1

I am trying to do a very simple word steming in R and getting something very unexpected. In the code below 'complete' variable is 'NA'. Why can't I complete stem on the word easy?

library(tm) 
library(SnowballC)
dict <- c("easy")
stem <- stemDocument(dict, language = "english")
complete <- stemCompletion(stem, dictionary=dict)

Thank You!

user2630162
  • 137
  • 1
  • 12

2 Answers2

1

You can see the internals of the stemCompletion() function with tm:::stemCompletion.

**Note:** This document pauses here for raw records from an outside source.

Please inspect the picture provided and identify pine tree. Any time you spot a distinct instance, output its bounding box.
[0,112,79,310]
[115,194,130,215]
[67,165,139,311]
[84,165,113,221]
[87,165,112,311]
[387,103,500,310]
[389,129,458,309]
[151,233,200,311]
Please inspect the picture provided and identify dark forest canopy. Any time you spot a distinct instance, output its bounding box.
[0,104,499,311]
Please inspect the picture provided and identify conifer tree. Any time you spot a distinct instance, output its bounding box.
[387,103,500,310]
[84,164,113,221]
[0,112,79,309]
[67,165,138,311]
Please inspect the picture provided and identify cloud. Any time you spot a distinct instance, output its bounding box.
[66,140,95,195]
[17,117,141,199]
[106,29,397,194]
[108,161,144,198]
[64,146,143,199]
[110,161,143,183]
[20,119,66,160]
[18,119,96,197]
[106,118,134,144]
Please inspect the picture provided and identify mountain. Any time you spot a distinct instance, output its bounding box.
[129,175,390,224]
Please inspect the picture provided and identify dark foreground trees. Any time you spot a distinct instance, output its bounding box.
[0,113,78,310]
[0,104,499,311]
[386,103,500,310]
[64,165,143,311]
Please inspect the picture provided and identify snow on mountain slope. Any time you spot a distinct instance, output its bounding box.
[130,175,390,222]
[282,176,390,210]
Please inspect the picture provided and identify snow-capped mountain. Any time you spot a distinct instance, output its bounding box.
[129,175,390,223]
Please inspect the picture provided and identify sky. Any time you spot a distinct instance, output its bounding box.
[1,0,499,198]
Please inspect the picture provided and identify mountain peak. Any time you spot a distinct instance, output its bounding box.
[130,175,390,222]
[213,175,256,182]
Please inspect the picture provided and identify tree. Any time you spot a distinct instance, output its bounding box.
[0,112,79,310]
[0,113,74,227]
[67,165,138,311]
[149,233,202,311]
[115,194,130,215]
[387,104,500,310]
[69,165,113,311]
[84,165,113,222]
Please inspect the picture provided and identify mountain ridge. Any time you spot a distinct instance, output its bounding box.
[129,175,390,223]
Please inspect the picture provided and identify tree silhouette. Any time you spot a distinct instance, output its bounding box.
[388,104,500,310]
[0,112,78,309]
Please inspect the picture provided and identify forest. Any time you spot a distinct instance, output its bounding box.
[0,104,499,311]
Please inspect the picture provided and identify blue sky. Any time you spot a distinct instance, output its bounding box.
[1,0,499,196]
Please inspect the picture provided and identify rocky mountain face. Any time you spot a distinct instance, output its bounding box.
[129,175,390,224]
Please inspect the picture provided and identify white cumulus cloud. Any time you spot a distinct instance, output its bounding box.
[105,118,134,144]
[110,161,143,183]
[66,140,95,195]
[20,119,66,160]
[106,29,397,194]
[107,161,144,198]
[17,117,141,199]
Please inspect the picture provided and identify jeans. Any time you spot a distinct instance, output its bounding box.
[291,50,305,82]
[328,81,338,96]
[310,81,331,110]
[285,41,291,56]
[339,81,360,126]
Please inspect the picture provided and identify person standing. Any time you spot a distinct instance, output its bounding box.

function (x, dictionary, type = c("prevalent", "first", "longest", "none", "random", "shortest")){
if(inherits(dictionary, "Corpus")) 
  dictionary <- unique(unlist(lapply(dictionary, words)))
type <- match.arg(type)
possibleCompletions <- lapply(x, function(w) grep(sprintf("^%s",w), dictionary, value = TRUE))
switch(type, first = {
  setNames(sapply(possibleCompletions, "[", 1), x)
}, longest = {
  ordering <- lapply(possibleCompletions, function(x) order(nchar(x), 
      decreasing = TRUE))
  possibleCompletions <- mapply(function(x, id) x[id], 
      possibleCompletions, ordering, SIMPLIFY = FALSE)
  setNames(sapply(possibleCompletions, "[", 1), x)
}, none = {
  setNames(x, x)
}, prevalent = {
  possibleCompletions <- lapply(possibleCompletions, function(x) sort(table(x), 
      decreasing = TRUE))
  n <- names(sapply(possibleCompletions, "[", 1))
  setNames(if (length(n)) n else rep(NA, length(x)), x)
}, random = {
  setNames(sapply(possibleCompletions, function(x) {
      if (length(x)) sample(x, 1) else NA
  }), x)
}, shortest = {
  ordering <- lapply(possibleCompletions, function(x) order(nchar(x)))
  possibleCompletions <- mapply(function(x, id) x[id], 
      possibleCompletions, ordering, SIMPLIFY = FALSE)
  setNames(sapply(possibleCompletions, "[", 1), x)
})

}

The x argument is your stemmed terms, dictionary is the unstemmed. The only line that matters is the fifth; it does a simple regex match for the stemmed word in the list of dictionary terms.

possibleCompletions <- lapply(x, function(w) grep(sprintf("^%s",w), dictionary, value = TRUE))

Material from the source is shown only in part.